Сказав сии слова, незнакомый пустился скорыми шагами вслед за небольшим человеком, который, закрывая лицо полою своего кафтана, бежал, не оглядываясь, по тропинке, ведущей на вершину Кучинской горы. В полминуты они оба исчезли из глаз Стемида.

— Откуда взялся этот долговязый? — спросил он наконец, перестав смотреть в ту сторону, где скрылся незнакомый. — Не видал ли ты, Фрелаф?

Варяг не отвечал ни слова.

— Что ж ты, — продолжал Стемид, — онемел, что ль? Фрелаф, а Фрелаф?.. Да очнись, братец!

— Это он! — промолвил, заикаясь, варяг.

— Кто он?

— Точно он!

— Да кто?

— Ну вот тот самый, что давеча у Велесовой божницы…
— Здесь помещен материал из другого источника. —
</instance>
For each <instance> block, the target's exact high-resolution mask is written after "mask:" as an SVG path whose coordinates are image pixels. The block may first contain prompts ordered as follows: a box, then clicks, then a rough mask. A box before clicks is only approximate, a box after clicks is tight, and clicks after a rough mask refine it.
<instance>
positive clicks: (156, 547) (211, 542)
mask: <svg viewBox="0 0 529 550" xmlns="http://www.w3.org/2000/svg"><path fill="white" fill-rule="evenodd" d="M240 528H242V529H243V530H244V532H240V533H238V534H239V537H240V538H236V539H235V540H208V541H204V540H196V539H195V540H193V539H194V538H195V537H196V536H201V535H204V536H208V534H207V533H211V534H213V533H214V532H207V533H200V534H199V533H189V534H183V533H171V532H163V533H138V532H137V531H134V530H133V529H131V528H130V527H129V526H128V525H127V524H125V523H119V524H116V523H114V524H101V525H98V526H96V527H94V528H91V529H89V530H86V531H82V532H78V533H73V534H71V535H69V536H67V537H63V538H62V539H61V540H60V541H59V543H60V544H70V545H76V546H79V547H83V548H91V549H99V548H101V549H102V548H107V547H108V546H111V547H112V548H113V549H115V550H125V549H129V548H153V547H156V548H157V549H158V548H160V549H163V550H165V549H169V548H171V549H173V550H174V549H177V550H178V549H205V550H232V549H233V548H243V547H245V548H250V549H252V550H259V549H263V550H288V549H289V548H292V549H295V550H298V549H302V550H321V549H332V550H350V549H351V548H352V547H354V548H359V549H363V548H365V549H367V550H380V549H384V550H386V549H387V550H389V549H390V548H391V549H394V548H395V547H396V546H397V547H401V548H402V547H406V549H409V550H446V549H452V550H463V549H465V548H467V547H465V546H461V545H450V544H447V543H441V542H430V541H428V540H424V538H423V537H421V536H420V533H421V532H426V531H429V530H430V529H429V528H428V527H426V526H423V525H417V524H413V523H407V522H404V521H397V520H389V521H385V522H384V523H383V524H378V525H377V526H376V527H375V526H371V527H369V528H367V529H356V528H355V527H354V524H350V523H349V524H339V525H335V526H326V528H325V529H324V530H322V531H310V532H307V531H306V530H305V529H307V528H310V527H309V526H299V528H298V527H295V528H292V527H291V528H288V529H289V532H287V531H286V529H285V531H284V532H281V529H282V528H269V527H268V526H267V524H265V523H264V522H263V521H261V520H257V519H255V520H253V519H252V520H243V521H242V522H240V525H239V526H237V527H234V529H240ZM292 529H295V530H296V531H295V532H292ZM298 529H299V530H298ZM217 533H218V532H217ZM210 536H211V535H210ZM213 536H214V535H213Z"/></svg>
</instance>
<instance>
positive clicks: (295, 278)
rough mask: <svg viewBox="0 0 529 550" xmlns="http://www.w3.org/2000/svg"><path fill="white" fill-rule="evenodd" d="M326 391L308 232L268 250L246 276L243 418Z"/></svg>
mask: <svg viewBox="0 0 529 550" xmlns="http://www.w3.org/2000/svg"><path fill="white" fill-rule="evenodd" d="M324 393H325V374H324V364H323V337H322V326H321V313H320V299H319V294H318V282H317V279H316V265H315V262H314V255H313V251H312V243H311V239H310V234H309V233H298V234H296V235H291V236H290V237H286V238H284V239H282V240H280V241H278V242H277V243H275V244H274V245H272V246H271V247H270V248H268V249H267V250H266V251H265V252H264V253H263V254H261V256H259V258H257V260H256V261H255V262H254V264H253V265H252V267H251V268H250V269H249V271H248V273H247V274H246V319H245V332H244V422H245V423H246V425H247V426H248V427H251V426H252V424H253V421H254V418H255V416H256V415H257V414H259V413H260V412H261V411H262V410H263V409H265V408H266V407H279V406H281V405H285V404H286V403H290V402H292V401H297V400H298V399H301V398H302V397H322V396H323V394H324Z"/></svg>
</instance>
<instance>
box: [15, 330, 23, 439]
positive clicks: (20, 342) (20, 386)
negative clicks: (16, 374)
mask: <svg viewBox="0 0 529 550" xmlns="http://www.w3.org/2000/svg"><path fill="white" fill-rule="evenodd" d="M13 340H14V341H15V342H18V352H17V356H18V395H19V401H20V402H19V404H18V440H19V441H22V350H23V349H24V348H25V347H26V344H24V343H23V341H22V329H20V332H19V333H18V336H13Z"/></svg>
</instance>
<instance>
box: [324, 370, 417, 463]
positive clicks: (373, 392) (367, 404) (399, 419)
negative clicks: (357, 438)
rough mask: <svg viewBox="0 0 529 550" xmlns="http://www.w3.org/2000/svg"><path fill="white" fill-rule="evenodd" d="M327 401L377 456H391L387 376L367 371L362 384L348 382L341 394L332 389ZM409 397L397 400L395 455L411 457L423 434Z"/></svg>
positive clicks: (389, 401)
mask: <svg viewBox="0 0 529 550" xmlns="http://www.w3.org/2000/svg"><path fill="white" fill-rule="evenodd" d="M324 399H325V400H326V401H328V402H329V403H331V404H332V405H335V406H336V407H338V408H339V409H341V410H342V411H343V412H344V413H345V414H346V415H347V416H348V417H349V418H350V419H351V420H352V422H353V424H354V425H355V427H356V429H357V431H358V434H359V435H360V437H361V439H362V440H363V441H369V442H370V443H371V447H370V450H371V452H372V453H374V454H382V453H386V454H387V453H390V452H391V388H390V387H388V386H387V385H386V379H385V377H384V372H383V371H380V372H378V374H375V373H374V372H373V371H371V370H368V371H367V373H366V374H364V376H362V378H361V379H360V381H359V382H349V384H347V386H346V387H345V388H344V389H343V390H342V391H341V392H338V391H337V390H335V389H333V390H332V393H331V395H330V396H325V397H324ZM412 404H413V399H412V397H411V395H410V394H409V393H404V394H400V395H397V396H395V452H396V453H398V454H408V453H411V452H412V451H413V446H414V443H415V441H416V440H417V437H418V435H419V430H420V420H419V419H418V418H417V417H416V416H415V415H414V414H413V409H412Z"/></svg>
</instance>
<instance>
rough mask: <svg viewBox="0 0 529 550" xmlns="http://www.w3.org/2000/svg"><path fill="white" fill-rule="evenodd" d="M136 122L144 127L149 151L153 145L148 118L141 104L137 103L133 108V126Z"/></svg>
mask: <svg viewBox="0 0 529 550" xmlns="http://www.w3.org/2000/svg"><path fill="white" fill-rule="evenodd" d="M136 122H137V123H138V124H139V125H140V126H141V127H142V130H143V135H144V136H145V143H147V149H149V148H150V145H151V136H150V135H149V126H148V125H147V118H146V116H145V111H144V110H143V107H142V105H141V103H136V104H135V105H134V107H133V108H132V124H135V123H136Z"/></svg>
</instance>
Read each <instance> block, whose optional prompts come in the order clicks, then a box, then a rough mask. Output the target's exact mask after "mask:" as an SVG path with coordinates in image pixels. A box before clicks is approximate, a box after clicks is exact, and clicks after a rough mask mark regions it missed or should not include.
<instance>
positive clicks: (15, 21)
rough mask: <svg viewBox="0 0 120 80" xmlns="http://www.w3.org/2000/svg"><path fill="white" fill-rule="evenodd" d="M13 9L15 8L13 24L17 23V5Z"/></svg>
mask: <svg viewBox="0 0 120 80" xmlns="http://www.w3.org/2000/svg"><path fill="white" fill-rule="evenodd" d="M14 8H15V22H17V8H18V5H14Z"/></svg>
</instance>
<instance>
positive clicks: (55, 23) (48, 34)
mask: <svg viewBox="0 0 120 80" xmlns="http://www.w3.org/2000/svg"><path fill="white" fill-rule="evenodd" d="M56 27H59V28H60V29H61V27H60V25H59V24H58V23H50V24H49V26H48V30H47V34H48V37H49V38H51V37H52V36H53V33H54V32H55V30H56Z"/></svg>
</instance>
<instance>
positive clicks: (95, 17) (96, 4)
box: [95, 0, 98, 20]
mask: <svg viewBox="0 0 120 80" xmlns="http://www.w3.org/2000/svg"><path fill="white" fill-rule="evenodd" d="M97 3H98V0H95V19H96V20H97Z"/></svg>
— Так что ж ты, прозевал его?

— Прозевал!.. Нет, братец, полно теперь спорить! До сих пор я не давал веры речам вашим; бывало, как вы начнете рассказывать о киевских ведьмах и злых чародеях, так я и слушать не хочу, — теперь всему верю! Ах, батюшки, что это?.. Лишь только этот кудесник дыхнул мне в лицо, так у меня и руки опустились, и ноги онемели, и даже язык отнялся. Ну, не диво же, что я давеча промахнулся: он отвел мне глаза… Да, да, он точно меня обморочил: вместо себя подсунул камень, а сам сквозь землю провалился.